Tuesday, July 16, 2013

The Ocean at the End of the Lane by Neil Gaiman

Neil Gaiman weaves fairy tale elements into contemporary Sussex in The Ocean at the End of the Lane. A man revisits the place of his rural childhood and looks back on the ominous events that took place when he was seven. He was a boy who loved cats and books.

"I liked myths. They weren't adult stories and they weren't children's stories. They were better than that. They just were."

Three Hempstocks live at the farm at the end of the lane. They are straight out of  mythology: maiden, mother and crone. The youngest, eleven-year-old Lettie, is the boy's friend. 

"I do not miss childhood, but I miss the way I took pleasure in small things, even as greater things crumbled. I could not control the world I was in, could not walk away from things or people or moments that hurt, but I found joy in the things that made me happy. The custard was sweet and creamy in my mouth, the dark swollen currants in the spotted dick were tangy in the cake-thick chewy blandness of the pudding, and perhaps I was going to die that night and perhaps I would never go home again, but it was a good dinner and I had faith in Lettie Hempstock."

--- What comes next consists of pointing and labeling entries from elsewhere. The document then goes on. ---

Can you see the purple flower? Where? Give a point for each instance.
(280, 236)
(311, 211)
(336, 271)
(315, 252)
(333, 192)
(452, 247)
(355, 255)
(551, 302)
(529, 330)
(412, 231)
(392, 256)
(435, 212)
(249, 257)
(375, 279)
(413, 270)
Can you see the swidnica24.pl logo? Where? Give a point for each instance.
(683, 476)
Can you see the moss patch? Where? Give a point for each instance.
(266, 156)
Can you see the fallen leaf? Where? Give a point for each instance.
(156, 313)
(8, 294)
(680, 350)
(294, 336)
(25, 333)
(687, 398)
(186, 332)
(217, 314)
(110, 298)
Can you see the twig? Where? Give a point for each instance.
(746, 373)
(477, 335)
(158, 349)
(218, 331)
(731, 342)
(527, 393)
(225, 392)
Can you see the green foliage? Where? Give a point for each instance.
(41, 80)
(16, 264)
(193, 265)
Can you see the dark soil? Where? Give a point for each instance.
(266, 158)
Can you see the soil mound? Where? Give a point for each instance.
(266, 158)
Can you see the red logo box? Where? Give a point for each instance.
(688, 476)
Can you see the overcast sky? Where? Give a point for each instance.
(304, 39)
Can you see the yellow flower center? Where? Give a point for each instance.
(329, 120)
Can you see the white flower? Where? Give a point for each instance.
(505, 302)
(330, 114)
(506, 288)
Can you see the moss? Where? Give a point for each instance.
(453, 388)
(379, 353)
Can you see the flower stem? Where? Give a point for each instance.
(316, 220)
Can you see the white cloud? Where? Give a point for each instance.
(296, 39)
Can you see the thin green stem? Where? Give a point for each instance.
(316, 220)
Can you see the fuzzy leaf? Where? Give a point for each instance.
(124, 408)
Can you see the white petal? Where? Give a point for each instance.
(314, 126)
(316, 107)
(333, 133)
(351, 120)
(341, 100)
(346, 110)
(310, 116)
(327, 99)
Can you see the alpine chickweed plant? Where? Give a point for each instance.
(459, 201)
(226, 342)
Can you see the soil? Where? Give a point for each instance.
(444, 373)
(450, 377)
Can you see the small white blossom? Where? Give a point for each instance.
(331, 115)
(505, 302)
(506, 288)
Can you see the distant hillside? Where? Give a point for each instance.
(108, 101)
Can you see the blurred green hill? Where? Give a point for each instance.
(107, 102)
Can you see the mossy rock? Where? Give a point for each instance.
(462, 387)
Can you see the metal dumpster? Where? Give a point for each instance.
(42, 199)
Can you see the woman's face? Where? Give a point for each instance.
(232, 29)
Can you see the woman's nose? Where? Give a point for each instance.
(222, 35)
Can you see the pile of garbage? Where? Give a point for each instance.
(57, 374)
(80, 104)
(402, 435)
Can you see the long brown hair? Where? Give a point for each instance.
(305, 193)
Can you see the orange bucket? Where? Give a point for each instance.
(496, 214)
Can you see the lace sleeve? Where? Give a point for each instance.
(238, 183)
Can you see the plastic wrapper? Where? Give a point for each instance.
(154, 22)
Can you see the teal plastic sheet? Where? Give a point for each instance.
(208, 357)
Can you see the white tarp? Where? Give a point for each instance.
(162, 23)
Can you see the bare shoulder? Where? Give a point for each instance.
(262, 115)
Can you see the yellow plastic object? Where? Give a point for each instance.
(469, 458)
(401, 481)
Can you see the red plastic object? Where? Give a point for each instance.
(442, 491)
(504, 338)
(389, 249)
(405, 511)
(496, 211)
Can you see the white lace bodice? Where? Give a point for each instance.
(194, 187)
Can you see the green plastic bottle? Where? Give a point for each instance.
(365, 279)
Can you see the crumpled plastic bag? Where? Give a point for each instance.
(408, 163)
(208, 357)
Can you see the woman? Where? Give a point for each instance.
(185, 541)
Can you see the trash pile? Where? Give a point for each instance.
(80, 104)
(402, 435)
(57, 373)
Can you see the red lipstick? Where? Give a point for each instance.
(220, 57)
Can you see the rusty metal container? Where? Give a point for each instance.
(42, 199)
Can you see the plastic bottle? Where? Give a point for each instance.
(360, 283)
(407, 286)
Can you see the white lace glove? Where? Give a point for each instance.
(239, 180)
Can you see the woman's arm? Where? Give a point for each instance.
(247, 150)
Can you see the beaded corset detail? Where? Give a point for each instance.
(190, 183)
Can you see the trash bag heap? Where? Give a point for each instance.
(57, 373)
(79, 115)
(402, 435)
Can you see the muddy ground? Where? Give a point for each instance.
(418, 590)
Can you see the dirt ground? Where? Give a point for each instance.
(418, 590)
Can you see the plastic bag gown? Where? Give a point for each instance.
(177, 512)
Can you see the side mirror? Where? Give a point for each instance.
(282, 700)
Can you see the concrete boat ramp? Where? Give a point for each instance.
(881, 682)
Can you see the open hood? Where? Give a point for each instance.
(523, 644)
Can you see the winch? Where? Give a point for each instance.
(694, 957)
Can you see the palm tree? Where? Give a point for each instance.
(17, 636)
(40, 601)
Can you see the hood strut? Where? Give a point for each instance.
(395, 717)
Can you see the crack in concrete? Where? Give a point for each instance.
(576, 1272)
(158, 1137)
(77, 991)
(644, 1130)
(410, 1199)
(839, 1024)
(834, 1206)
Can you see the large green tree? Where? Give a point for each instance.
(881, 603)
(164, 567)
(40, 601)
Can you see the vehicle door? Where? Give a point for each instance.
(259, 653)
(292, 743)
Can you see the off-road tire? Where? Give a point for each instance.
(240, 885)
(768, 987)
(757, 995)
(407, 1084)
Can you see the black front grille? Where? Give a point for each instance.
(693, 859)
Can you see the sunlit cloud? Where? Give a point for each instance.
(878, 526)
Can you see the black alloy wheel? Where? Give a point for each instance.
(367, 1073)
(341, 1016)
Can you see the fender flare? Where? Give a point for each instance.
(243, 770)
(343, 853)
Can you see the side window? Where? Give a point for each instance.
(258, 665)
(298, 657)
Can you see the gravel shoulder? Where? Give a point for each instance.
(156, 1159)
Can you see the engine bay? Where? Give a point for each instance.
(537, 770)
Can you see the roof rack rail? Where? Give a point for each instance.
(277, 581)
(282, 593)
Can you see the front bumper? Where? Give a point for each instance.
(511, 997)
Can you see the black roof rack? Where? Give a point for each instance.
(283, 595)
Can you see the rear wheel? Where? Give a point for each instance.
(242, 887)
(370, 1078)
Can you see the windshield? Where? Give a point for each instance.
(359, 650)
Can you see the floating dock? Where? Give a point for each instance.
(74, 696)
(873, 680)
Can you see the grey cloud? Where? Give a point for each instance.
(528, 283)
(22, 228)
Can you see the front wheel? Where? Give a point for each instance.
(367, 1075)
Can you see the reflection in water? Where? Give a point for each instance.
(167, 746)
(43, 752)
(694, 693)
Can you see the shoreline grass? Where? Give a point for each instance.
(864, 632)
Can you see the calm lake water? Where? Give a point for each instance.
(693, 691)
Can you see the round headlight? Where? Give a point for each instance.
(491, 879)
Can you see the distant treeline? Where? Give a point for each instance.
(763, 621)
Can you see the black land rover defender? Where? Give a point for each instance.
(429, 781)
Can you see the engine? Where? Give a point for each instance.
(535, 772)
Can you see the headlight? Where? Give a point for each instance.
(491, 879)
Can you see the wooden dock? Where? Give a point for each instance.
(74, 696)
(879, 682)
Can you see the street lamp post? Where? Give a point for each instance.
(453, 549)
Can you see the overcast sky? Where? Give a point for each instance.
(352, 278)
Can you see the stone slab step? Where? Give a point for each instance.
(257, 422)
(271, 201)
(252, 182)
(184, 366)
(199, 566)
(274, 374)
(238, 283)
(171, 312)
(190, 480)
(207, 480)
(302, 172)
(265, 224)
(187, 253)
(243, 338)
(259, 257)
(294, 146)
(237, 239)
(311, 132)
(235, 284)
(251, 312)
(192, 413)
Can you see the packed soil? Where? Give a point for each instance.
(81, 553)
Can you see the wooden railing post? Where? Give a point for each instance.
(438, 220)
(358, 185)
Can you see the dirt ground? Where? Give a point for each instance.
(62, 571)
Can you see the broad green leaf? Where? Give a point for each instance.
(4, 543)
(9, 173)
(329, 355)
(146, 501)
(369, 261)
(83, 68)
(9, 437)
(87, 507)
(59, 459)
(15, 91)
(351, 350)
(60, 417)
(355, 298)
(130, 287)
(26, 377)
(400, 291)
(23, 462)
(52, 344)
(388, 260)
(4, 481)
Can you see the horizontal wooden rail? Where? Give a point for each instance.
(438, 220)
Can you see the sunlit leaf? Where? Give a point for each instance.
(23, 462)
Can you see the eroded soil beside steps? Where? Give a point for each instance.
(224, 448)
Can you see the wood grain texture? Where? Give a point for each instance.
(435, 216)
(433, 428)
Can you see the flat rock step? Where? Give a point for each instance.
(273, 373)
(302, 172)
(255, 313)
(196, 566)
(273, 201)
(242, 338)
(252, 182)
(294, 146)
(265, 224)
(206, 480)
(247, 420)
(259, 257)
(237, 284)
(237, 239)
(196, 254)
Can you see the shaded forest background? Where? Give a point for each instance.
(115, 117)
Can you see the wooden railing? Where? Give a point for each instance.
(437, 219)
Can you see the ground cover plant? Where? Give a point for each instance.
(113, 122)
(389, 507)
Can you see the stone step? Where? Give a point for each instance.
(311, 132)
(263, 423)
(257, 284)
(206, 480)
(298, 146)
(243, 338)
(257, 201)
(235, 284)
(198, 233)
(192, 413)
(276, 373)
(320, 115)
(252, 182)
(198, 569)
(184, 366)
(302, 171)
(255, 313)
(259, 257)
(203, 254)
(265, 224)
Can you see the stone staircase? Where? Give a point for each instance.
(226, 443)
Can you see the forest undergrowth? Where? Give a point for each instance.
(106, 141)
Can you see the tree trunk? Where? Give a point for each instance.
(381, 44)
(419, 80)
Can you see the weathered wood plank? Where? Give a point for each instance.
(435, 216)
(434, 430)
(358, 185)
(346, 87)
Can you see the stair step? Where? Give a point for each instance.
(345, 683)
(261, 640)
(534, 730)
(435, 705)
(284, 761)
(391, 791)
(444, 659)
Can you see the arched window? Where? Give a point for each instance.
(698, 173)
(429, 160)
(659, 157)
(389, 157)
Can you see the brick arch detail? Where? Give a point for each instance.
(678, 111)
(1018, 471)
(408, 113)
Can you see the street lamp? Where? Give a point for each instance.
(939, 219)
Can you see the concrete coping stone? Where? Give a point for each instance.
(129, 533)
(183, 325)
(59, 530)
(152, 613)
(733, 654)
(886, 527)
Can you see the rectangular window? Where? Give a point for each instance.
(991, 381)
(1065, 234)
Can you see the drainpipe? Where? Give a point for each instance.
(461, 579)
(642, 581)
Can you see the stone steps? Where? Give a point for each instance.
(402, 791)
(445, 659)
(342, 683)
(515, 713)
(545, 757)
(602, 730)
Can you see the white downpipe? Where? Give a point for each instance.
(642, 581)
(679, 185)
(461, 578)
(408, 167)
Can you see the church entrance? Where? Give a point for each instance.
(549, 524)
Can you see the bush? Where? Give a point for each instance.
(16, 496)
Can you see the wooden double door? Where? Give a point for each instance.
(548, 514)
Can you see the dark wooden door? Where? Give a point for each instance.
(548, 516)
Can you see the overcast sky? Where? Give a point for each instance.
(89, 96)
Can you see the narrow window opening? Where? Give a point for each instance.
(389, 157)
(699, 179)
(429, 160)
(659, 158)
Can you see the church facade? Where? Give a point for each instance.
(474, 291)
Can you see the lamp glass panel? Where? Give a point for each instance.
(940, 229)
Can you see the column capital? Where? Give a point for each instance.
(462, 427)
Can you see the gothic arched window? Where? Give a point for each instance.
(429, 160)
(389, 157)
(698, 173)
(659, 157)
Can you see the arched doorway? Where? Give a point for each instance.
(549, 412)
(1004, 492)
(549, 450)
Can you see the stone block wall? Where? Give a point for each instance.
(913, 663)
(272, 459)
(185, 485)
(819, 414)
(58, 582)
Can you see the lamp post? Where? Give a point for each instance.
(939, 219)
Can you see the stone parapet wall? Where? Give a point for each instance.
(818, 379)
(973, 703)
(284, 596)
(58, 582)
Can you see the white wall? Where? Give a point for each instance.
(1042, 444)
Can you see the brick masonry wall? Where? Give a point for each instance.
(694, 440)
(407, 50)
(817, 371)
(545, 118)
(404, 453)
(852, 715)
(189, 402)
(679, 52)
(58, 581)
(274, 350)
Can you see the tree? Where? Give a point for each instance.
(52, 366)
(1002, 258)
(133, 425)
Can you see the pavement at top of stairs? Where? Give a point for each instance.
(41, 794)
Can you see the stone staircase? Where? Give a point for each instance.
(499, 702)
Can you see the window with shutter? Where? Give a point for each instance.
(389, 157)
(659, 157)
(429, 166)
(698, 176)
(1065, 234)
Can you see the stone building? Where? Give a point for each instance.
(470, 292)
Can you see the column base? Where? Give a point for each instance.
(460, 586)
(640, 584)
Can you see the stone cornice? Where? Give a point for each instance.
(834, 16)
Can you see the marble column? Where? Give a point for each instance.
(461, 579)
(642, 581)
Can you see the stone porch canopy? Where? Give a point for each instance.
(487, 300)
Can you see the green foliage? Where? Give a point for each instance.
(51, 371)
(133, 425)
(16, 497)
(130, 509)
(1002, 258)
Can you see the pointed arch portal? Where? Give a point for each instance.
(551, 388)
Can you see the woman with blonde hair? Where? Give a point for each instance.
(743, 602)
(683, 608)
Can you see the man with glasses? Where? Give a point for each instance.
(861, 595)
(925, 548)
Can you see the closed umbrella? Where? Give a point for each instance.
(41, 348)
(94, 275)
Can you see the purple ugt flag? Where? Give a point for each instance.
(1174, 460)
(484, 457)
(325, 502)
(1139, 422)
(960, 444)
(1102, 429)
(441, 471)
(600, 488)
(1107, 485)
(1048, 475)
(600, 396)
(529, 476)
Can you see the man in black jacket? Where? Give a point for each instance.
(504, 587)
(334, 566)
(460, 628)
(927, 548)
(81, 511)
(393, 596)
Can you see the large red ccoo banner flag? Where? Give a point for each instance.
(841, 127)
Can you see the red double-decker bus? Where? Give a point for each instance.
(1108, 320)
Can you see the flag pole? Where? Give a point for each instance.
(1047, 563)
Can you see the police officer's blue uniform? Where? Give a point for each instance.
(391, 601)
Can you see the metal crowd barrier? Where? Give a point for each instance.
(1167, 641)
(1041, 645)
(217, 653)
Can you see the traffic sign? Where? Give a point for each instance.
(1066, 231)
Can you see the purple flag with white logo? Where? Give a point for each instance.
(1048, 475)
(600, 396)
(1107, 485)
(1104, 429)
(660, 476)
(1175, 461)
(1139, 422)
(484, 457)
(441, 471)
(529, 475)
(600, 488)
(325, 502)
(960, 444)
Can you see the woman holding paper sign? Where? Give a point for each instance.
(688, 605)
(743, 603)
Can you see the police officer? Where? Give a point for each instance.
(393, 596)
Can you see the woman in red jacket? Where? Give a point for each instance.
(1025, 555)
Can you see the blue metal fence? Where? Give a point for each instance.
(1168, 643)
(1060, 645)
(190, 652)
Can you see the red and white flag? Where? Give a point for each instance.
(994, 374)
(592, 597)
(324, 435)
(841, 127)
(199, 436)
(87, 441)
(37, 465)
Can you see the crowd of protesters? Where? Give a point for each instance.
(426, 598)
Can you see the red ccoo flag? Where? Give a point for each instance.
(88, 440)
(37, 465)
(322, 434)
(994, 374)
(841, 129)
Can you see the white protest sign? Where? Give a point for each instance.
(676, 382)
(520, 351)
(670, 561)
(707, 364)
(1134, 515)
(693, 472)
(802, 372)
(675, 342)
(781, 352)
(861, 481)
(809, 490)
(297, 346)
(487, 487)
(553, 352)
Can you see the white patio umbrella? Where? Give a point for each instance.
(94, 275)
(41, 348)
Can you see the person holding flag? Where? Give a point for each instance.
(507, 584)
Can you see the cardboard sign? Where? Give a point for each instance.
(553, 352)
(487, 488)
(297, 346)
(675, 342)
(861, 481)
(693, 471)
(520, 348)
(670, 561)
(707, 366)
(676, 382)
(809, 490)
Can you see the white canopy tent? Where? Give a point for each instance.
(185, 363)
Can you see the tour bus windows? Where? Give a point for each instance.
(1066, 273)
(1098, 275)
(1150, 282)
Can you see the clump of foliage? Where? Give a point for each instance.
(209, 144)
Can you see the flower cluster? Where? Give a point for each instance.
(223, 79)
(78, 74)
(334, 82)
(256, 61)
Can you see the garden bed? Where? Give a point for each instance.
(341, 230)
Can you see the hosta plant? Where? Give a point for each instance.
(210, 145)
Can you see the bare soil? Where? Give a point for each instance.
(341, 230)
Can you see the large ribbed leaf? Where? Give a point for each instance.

(I immediately wanted my own dish of pudding. A recipe can be found here.)

As with many of Gaiman's stories, this slim and haunting novel is suitable for a wide age range, about 10 and up.

Readalikes. In trying to come up with similar titles, the first ones that come to mind are, unsurprisingly, by Gaiman himself: The Graveyard Book, Coraline and Stardust. Stories with fantastical and mythical elements that would likely appeal to readers who enjoy The Ocean at the End of the Lane include: The Pull of the Ocean (Jean-Claude Mourlevat); Skellig (David Almond); The Snow Child (Eowyn Ivey); Some Kind of Fairy Tale (Graham Joyce); Ragnarok (A.S. Byatt); and I Shall Wear Midnight (Terry Pratchett).